Dan aku, ingin ada di sampingnya, atau duduk di depannya, menatapnya dengan takzim, mendengarkannya dengan hikmat, memutar otak untuk mencerna setiap kata yang dia sampaikan, karena dia begitu cerdas, begitu tegas, dan begitu sederhana, juga begitu lugas, jujur memaknai hidup, dan dia mengajarkan itu padaku, mengajakku menatap hidup seperti dia juga menatap hidup. Tak terlalu banyak percakapanku dan dia, aku terlalu merasa tak akan pernah menjadi lebih dari dia dalam hal bicara, dia seorang lelaki hebat, seorang yang keras tapi punya kasih sayang luar biasa, pengorbanannya untuk aku, tak seorang pun dapat menandinginya. Setiap nasehatnya untukku, adalah titipan kepercayaan yang dia berikan. Derai tawanya adalah kesenangan tersendiri untukku. Karena aku tahu, dibalik tawanya itu, ada tanggung jawab besar yang dia pikul, yang dia simpan untuk dirinya sendiri, tak ingin dia tampakkan di depan istri dan anaknya. Lelaki paling aku cintai saat ini di hidupku, karena dia pendamping perempuan yang paling kucintai, Ayahku.

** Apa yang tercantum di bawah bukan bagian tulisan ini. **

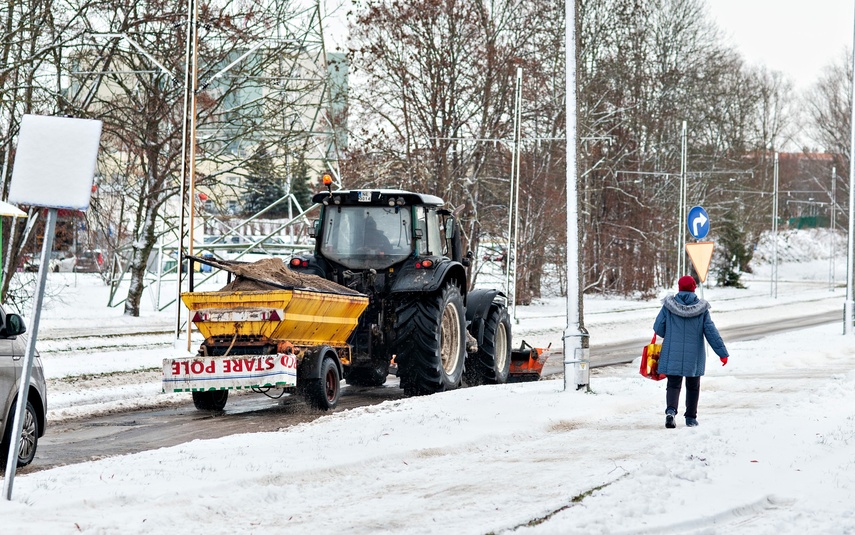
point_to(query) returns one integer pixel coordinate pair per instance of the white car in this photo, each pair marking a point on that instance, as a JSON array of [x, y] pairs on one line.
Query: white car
[[13, 345]]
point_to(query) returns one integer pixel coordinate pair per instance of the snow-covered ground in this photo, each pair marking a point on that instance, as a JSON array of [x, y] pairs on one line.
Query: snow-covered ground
[[775, 451]]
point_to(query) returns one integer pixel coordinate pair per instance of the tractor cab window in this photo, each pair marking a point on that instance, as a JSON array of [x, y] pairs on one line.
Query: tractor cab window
[[432, 241], [366, 237]]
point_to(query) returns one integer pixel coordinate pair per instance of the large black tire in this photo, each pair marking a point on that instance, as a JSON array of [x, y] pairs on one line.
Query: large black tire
[[492, 362], [29, 437], [323, 392], [431, 341], [371, 376], [210, 400]]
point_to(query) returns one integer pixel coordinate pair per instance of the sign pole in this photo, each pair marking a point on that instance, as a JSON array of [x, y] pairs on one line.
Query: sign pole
[[54, 168], [29, 356]]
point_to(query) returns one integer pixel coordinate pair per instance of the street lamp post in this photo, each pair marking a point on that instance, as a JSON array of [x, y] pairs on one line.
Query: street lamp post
[[576, 352]]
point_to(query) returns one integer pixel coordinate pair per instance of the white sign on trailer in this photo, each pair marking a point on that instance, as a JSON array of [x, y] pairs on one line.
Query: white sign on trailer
[[229, 372]]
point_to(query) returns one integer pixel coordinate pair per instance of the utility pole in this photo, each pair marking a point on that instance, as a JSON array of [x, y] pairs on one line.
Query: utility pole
[[513, 204], [849, 304], [576, 341], [774, 273], [832, 227], [681, 218]]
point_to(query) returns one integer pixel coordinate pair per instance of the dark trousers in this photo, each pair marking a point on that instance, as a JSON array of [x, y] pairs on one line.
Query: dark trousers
[[693, 392]]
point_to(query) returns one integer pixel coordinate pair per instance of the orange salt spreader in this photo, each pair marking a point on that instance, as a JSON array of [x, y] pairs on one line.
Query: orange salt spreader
[[526, 363]]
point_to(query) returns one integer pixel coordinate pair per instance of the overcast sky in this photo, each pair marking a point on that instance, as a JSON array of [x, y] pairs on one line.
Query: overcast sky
[[796, 37]]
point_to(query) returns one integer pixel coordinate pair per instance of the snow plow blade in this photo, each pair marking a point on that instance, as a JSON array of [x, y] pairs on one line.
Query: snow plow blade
[[526, 364]]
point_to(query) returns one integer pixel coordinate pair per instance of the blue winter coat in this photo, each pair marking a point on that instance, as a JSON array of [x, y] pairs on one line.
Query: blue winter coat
[[683, 322]]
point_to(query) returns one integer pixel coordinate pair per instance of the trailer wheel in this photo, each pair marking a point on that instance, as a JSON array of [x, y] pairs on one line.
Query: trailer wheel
[[492, 362], [210, 400], [431, 341], [323, 392], [370, 376]]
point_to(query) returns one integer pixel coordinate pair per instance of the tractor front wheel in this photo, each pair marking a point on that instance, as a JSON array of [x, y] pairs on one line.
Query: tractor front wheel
[[491, 363], [323, 392]]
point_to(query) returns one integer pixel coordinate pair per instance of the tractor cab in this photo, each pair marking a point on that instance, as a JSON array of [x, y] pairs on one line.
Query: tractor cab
[[377, 229]]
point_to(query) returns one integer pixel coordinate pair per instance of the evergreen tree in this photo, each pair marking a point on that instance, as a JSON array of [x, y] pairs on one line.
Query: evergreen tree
[[263, 186], [735, 252]]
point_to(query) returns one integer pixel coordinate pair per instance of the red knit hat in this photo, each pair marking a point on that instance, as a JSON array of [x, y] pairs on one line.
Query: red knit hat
[[686, 284]]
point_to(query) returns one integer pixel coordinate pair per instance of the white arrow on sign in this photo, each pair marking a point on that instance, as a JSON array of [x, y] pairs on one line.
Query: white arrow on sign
[[699, 221]]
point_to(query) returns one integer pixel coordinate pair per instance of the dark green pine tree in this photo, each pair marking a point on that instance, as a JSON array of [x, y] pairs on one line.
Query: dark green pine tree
[[735, 252], [263, 186]]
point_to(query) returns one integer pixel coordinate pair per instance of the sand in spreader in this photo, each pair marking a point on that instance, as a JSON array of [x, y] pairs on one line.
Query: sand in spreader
[[250, 277]]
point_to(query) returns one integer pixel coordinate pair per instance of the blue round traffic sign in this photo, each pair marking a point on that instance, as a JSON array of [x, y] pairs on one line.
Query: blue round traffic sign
[[699, 222]]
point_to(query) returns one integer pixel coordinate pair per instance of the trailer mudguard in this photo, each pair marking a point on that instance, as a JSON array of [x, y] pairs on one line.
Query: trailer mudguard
[[310, 364], [411, 279], [477, 307]]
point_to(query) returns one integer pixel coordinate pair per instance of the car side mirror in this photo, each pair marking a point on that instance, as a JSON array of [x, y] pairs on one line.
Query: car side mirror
[[14, 325]]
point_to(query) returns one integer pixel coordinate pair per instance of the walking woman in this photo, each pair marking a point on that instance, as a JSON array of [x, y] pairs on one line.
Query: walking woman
[[683, 323]]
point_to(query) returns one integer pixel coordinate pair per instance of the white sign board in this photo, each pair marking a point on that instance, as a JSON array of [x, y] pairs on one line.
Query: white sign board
[[55, 162], [231, 372]]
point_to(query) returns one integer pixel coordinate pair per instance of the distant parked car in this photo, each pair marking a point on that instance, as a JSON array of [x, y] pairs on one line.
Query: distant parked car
[[89, 262], [59, 261], [12, 349]]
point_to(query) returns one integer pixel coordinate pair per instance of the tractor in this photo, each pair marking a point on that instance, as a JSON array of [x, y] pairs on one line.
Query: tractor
[[403, 250]]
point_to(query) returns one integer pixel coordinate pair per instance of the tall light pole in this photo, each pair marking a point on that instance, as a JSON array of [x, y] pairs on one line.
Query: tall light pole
[[576, 352], [833, 212], [681, 218], [849, 305], [774, 273]]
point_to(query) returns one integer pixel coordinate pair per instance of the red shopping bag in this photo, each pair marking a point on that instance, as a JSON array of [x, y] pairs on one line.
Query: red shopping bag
[[650, 360]]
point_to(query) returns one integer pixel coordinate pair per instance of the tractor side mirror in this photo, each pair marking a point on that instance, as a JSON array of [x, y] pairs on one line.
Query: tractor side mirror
[[14, 326]]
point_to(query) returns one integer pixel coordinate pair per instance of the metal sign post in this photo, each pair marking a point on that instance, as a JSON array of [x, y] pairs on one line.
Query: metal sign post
[[29, 357], [54, 168]]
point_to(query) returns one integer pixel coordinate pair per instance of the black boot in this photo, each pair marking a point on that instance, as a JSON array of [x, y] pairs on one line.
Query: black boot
[[669, 420]]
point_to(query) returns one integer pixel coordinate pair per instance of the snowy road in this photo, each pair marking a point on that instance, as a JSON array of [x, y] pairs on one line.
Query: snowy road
[[171, 420]]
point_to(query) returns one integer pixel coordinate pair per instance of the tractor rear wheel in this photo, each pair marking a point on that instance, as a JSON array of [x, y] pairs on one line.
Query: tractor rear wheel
[[210, 400], [492, 362], [431, 341]]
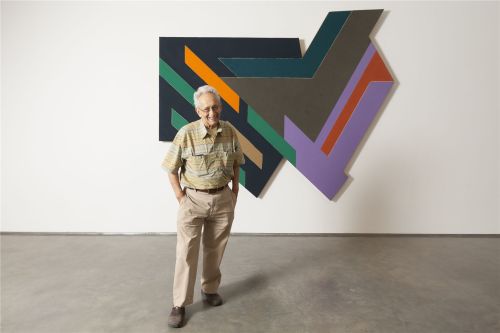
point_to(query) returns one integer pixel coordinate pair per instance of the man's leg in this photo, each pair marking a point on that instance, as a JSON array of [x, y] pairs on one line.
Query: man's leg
[[215, 237], [189, 225]]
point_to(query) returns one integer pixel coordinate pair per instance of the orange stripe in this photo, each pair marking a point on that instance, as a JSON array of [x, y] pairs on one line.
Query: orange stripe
[[376, 71], [209, 76]]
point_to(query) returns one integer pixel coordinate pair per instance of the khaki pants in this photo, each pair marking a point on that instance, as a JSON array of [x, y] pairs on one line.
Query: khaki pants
[[215, 213]]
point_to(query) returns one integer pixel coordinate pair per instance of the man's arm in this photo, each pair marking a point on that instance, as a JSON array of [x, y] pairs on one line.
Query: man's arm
[[236, 179], [173, 177]]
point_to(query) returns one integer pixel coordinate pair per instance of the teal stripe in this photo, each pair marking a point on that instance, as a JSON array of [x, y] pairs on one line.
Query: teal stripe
[[293, 67], [176, 81], [271, 135], [177, 120]]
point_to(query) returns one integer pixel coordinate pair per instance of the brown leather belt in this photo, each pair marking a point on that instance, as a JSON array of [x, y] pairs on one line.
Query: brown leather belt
[[210, 190]]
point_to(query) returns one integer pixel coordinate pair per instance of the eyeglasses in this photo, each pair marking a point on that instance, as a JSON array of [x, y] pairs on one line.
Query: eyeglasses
[[214, 108]]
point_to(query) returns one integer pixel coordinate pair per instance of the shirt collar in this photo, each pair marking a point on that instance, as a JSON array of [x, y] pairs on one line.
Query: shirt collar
[[204, 130]]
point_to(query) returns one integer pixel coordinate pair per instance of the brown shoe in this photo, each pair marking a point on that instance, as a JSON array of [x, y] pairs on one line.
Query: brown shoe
[[176, 317], [212, 299]]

Ibu dan Ayah, mereka selalu menatapku laksana aku adalah seorang pahlawan, seorang pemenang, mutiara, berlian atau sejenis batu mulia teramat sangat berharga yang mereka punya. Tak sedikitpun mereka ingin aku bersedih, atau terluka. Tak sedikitpun mereka ragu untuk mengorbankan setumpuk kebahagiaan mereka, untuk kemudian membuatku tertawa, merasa bahagia. Sungguh, akan sangat tidak tahu dirinya aku, bila sekarang, aku sibuk mencari cinta yang tidak lebih dari yang telah Allah SWT anugerahkan padaku melalui kehadiran Ibu dan Ayahku. Maka Ya Allah, ini adalah renungan untukku sendiri, dan mungkin juga untuk sahabat-sahabatku yang lain, betapa orang tua, adalah cinta yang berharga yang kita punya. Jangan pernah sia-siakan.

Masih banyak kisah yang belum tertuliskan tentang cinta ini, tapi setiap jiwa manusia punya kisahnya sendiri, itulah yang membuat hidup terasa mengesankan, ada masa lalu yang bisa dikenang, saat ini untuk dijalani, masa depan untuk dihadapi.